Jason's snark: If that gal would eat a sammich once in a while, she could lift a normal sized kitty.

Unkown satellite-like device falls from sky

From somalinet

A baffling device which resembles a satellite or Unidentified Flying Object has landed in a rural area close to Buulo-Burde town, 220km north of the Somalia capital Mogadishu, eyewitnesses told Shabelle radio on Monday. Villagers report that the device had fallen in a remote jungle area, some 40km north of Bulo-Burde, killing one camel. No experts have reached there to find out exactly what the object is. The unknown object is sitting on an area of one 100 meter square as people grew more concern over the device that it might explode or contaminate the area. The device is said to be intact and not broken as it gives alarming signals. No one knows where the satellite-like device had come from. “In the evening of last Wednesday, a large device flew over us and some time later, we heard a big sound, BAM” said Ilyas Ali, a villager who lives nearby where this large device has fallen. Ilyas said in the daylight it glitters and but in the nighttime, it turns lights and speaks a strange language which can’t be understood by the villagers. The news of the fallen device was too late because of the remote area it landed and poor communication. Details are emerging in the coming days.

Jason's snark: Tell the folks in Upham to hide thier camels.

Tuesday, March 27, 2007

Town Seizes Sheep Living In Man's House

Associated Press via Local 6

Authorities seized a flock of sheep that had wandered away from a downtown home to graze on floral arrangements in the town cemetery. Animal neglect charges were pending Tuesday against the animals' owner, David Watts, who kept about 80 of the animals in his crumbling house in this Raleigh suburb, police said. "He lives upstairs and the sheep were living downstairs," police Sgt. Robert Towell said. "He considered them pets." Watts even walked some of the sheep around the neighborhood on a leash. About 30 sheep were euthanized because of ailing health, said Michael Williams, director of the Wake County Animal Care, Control and Adoption Center. Police were waiting to see if additional animals would be euthanized before determining the extent of the charges. Up to 30 healthy sheep could be available for adoption, officials said. Neighbors have long complained about the sheep. "All I want is to be able to sit on my front porch and not smell sheep poop," said Angie Fowler, who lives across the street. Mayor Keith Weatherly said the town council considered a proposal last year that would bar residents from keeping livestock, but it was never passed.

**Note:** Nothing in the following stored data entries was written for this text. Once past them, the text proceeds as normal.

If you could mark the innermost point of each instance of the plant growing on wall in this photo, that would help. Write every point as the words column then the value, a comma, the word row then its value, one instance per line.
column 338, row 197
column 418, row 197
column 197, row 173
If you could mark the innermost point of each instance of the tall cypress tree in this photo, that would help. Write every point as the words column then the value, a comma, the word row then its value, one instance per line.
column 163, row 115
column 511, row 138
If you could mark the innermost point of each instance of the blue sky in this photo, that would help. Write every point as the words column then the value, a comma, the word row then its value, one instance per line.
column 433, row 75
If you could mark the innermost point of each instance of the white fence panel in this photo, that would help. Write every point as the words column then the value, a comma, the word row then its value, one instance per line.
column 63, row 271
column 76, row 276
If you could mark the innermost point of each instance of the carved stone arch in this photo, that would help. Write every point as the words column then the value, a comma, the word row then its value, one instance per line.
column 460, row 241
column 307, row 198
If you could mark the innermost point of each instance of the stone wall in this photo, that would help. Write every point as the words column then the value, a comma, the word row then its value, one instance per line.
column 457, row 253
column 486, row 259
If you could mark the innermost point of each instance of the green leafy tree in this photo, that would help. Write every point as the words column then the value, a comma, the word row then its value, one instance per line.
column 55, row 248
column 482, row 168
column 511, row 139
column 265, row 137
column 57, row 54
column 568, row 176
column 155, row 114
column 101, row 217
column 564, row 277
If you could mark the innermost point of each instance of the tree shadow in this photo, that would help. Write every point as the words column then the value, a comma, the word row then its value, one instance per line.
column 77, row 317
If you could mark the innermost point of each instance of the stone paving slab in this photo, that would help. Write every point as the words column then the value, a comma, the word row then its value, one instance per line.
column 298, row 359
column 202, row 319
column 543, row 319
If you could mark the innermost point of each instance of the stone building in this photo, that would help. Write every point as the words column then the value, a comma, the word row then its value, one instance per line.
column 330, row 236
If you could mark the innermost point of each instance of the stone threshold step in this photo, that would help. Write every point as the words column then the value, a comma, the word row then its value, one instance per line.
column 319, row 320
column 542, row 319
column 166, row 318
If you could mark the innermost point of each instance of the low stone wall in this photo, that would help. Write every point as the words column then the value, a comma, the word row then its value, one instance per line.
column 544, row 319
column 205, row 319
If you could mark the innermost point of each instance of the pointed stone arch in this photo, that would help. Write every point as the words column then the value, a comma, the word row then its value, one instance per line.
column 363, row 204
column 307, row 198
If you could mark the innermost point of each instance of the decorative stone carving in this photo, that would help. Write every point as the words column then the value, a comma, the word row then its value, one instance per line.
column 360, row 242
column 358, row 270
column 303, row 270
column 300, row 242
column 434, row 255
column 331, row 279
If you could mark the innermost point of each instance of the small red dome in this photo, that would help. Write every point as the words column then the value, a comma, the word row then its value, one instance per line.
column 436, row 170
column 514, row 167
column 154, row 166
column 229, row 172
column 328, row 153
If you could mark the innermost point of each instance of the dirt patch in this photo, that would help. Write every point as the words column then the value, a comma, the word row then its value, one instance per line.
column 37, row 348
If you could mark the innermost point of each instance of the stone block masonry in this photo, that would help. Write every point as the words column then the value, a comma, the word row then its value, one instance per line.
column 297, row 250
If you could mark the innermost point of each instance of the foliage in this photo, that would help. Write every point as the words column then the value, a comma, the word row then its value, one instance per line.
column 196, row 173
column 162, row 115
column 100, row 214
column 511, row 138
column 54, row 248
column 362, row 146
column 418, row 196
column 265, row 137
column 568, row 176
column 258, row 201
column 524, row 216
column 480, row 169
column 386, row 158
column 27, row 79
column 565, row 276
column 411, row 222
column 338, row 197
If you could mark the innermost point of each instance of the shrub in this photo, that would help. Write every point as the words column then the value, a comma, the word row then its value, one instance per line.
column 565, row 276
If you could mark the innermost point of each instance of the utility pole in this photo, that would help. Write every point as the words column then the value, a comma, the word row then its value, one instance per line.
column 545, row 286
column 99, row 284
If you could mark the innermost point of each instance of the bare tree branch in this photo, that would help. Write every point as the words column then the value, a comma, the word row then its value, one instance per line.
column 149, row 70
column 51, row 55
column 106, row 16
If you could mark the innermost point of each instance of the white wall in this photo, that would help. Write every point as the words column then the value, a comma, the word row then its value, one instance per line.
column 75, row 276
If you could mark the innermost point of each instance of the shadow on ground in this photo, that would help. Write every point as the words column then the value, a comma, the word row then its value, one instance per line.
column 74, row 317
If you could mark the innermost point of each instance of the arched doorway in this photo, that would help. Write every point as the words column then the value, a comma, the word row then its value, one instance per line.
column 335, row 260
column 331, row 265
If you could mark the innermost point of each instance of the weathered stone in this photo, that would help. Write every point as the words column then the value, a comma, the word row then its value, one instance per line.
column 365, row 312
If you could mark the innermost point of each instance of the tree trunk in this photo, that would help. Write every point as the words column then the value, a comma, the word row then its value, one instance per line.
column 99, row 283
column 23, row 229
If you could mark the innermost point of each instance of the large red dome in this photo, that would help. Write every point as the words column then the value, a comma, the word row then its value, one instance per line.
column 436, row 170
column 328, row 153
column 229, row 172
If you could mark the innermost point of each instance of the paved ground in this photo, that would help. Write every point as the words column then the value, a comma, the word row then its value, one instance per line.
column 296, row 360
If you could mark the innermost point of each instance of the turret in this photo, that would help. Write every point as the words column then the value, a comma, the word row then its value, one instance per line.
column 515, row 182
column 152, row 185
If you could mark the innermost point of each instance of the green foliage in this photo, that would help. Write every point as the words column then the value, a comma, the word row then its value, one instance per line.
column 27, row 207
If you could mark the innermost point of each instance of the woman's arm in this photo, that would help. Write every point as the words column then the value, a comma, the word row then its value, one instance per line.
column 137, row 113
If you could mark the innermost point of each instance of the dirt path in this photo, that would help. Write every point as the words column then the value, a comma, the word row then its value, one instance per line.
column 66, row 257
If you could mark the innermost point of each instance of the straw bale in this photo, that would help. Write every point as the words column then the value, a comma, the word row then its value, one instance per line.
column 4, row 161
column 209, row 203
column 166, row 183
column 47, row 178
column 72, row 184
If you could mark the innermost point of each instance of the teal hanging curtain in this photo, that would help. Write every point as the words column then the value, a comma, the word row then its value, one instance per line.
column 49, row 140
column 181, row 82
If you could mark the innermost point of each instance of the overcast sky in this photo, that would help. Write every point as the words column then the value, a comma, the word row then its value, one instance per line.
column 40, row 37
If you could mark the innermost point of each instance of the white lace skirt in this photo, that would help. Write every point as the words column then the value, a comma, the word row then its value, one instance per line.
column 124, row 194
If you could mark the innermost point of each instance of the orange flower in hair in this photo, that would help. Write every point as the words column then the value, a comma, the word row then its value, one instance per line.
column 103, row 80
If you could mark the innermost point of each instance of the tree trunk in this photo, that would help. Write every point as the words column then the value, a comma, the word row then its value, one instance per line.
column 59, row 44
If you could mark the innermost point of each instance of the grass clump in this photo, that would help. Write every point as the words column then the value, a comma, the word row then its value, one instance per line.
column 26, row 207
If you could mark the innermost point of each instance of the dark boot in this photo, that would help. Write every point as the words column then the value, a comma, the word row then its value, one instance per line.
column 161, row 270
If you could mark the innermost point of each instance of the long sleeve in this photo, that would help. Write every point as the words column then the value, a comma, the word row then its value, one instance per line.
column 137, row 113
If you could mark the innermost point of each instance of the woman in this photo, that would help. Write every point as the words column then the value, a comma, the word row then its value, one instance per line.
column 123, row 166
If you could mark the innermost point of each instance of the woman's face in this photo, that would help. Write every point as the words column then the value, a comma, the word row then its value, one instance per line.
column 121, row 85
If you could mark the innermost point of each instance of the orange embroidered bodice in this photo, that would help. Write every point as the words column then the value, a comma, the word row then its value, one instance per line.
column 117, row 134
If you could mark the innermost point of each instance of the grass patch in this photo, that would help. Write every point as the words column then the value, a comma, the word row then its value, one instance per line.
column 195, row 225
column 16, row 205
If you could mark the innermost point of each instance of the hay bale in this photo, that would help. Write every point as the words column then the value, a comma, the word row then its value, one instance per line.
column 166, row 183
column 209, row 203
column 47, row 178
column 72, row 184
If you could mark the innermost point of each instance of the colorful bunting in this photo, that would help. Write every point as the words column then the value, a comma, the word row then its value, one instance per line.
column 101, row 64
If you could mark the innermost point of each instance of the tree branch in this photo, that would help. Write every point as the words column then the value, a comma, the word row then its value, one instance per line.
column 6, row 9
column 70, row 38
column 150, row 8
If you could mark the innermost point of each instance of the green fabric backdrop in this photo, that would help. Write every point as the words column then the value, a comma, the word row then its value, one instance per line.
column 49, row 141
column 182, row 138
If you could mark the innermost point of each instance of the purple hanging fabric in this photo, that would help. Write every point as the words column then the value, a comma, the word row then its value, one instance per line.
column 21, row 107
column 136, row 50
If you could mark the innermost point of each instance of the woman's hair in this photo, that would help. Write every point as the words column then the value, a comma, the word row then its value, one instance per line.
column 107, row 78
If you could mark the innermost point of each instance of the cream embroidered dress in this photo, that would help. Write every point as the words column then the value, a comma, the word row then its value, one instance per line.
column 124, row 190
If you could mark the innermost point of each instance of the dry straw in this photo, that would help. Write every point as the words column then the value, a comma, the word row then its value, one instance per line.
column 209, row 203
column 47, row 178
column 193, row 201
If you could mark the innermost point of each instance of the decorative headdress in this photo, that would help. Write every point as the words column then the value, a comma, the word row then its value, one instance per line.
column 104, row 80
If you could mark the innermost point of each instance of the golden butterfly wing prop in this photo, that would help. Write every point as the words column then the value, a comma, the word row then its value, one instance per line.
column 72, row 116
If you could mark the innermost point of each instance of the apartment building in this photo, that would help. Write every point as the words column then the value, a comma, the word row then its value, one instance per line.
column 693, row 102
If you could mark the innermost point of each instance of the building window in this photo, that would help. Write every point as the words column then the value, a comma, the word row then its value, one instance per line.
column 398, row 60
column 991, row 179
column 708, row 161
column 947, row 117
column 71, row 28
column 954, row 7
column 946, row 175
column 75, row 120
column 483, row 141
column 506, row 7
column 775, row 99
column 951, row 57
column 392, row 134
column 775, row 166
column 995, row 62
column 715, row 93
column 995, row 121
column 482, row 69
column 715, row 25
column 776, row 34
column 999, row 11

Jason's snark: Any quote that has poop in it is a good one.

Judge pulls gun in court


JACKSONVILLE, Fla., March 27 (UPI) -- A Jacksonville, Fla., judge drew his handgun when an accused child molester was attacked by an alleged victim's father in court."I didn't know if he was going after me or the bailiffs or the defendant," Circuit Judge John Merrett told The (Jacksonville, Fla.) Times-Union.The father, who had not seen the defendant before the court appearance, hurdled a railing and landed several punches on the handcuffed and shackled man before bailiffs restored order.Merrett said that once he saw the situation was under control, he handed his gun to the court clerk and asked her to lock it in a drawer. Merrett has a concealed weapon permit and said he'd do the same thing again, the newspaper reported. But Duval County Public Defender Bill White said the incident was frightening. He plans to talk to the chief judge about whether judges should be armed in court. "It's very disconcerting for a lawyer to be in the line of fire," White told the Times-Union.The father was charged with felony aggravated assault and misdemeanor battery.

Jason's snark: Just goes to never know what's under a judge's robe.